The sequence of these bases encodes genetic information.
A1.2.2—Components of a Nucleotide
Identify and describe the three components of a nucleotide: phosphates, pentose sugars, and nitrogenous bases.
Discuss the use of circles, pentagons, and rectangles in diagrams to represent these components.
Basic Structure of a Nucleotide:
A nucleotide is the basic building block of nucleic acids (DNA and RNA).

Each nucleotide consists of three components:
Phosphate Group: Contains one phosphorus atom bonded to four oxygen atoms
Pentose Sugar: A five-carbon sugar.
In DNA, the sugar is deoxyribose
In RNA, the sugar is ribose
Nitrogenous Base: A nitrogen-containing molecule that is one of the four bases:
In DNA - adenine [A], thymine [T], cytosine [C], guanine [G]
In RNA - adenine [A], uracil [U], cytosine [C], guanine [G]
Diagrammatic Representation:
Circle: Represents the phosphate group.
Pentagon: Represents the pentose sugar (deoxyribose in DNA or ribose in RNA).
Rectangle: Represents the nitrogenous base.
Relative Positions:
The phosphate group is attached to the 5’ carbon of the pentose sugar.
The nitrogenous base is attached to the 1’ carbon of the pentose sugar.
A1.2.3—Sugar–Phosphate Bonding
Explain how sugar-phosphate bonds form the backbone of DNA and RNA.
Discuss the significance of the continuous chain of covalently bonded atoms in nucleotides.
Sugar–phosphate bonding makes a continuous chain of covalently bonded atoms in each strand of DNA or RNA nucleotides, which forms a strong “backbone” in the molecule.
Sugar–Phosphate Bonding:
Covalent Bonds:
In DNA and RNA, nucleotides are linked together by covalent bonds between the phosphate group of one nucleotide and the hydroxyl group on the 3’ carbon of the sugar of another nucleotide.
These bonds are called phosphodiester bonds.
Formation of Phosphodiester Bonds:
A phosphodiester bond forms between the 3’ hydroxyl group of the sugar of one nucleotide and the 5’ phosphate group of the next nucleotide.
This creates a continuous chain of covalently bonded atoms, resulting in a strong and stable structure.
Sugar–Phosphate “Backbone”:
Structure:
The repeating pattern of sugar and phosphate groups forms the “backbone” of DNA and RNA strands.
In diagrams, the backbone is often depicted as a series of alternating pentagons (sugars) and circles (phosphates).
Directional Nature:
DNA and RNA strands have directionality, indicated by the 5’ (five-prime) and 3’ (three-prime) ends.
The 5’ end has a free phosphate group attached to the 5’ carbon of the sugar.
The 3’ end has a free hydroxyl group attached to the 3’ carbon of the sugar.
Stability:
The covalent phosphodiester bonds in the sugar-phosphate backbone provide significant stability to the DNA and RNA molecules.
This stability is crucial for the preservation of genetic information and the integrity of the nucleic acid structure.
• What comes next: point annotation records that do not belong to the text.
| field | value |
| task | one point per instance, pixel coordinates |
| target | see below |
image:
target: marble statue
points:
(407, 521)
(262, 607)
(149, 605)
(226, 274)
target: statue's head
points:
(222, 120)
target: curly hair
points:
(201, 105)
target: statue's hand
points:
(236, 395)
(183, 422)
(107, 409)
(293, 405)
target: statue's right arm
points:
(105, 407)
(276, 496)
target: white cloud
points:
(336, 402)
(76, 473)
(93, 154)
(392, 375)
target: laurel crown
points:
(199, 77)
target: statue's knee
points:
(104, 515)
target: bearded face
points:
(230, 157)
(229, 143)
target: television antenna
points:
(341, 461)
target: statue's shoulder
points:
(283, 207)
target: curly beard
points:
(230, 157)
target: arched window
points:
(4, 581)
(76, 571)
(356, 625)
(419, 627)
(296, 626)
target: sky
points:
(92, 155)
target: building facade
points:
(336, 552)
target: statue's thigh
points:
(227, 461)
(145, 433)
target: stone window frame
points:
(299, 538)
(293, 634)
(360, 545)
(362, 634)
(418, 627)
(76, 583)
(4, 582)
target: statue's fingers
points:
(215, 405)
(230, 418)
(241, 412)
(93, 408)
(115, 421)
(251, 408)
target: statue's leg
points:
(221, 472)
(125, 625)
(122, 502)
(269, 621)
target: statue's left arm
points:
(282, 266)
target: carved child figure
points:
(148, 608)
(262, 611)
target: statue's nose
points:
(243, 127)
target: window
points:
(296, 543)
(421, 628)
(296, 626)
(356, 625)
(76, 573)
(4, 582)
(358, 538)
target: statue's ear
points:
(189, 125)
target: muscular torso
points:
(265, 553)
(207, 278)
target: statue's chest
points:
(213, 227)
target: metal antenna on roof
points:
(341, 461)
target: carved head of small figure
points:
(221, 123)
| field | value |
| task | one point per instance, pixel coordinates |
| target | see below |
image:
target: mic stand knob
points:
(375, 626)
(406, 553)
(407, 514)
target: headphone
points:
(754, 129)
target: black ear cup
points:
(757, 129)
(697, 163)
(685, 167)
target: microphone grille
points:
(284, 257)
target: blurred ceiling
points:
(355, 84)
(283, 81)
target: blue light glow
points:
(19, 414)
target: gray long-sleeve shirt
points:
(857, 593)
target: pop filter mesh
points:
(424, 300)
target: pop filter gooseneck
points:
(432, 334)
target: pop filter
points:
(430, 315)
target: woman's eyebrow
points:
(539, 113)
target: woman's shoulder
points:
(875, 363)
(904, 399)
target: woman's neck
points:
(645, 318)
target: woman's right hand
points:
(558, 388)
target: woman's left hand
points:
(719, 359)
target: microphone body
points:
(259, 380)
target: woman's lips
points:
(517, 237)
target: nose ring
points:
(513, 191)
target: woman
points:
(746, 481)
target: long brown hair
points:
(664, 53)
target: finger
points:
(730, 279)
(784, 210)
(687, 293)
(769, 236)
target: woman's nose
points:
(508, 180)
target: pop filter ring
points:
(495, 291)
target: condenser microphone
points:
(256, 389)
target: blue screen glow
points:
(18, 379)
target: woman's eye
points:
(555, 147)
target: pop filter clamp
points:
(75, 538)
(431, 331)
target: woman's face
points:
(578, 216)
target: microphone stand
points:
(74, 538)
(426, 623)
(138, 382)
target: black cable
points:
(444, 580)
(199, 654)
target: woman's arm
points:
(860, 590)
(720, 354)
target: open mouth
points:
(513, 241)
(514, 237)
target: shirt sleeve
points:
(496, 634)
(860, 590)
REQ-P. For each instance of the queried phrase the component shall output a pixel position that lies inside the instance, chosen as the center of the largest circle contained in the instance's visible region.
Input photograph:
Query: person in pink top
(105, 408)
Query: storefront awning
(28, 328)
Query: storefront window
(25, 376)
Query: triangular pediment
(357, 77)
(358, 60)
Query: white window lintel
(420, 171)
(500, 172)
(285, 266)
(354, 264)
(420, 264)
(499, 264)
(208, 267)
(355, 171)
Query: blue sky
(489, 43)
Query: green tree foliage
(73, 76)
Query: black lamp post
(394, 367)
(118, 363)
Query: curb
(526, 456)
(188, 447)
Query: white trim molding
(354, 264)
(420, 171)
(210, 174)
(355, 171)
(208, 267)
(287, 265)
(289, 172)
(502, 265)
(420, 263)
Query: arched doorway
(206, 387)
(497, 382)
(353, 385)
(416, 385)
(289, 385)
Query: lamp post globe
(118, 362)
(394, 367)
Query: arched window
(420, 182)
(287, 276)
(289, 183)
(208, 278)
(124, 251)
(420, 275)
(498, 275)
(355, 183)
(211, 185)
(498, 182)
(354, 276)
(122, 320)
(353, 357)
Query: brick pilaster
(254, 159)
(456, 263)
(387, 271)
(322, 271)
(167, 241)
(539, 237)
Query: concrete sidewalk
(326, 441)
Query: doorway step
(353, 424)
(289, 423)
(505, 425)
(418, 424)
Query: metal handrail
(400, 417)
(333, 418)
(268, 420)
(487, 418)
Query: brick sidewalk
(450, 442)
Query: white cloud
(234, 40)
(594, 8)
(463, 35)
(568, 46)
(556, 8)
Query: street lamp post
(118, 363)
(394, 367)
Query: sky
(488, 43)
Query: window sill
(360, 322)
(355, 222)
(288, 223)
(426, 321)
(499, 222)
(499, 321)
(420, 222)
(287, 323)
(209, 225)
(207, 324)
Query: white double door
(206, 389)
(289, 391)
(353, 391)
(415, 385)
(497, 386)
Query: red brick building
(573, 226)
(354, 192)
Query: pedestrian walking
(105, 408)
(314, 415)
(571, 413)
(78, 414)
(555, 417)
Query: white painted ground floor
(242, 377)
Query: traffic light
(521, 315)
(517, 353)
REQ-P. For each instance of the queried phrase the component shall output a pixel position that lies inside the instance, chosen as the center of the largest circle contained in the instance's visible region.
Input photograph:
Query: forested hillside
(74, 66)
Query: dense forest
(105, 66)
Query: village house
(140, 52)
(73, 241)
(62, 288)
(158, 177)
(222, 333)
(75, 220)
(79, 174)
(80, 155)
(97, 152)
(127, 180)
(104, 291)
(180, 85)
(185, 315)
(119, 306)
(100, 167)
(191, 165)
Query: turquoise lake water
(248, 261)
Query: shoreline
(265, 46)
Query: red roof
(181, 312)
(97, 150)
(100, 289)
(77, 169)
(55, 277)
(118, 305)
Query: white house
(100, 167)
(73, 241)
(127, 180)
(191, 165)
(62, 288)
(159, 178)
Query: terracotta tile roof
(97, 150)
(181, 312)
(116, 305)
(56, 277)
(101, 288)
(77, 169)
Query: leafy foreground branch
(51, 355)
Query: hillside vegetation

Differences Between DNA and RNA Backbones:
Sugar Component:
DNA: Deoxyribose sugar (lacking an oxygen atom at the 2’ position).
RNA: Ribose sugar (containing an oxygen atom at the 2’ position).
Single vs. Double Stranded:
DNA typically exists as a double-stranded molecule with two complementary strands running in opposite directions (antiparallel).
RNA is usually single-stranded, but it can form complex secondary structures through intramolecular base pairing.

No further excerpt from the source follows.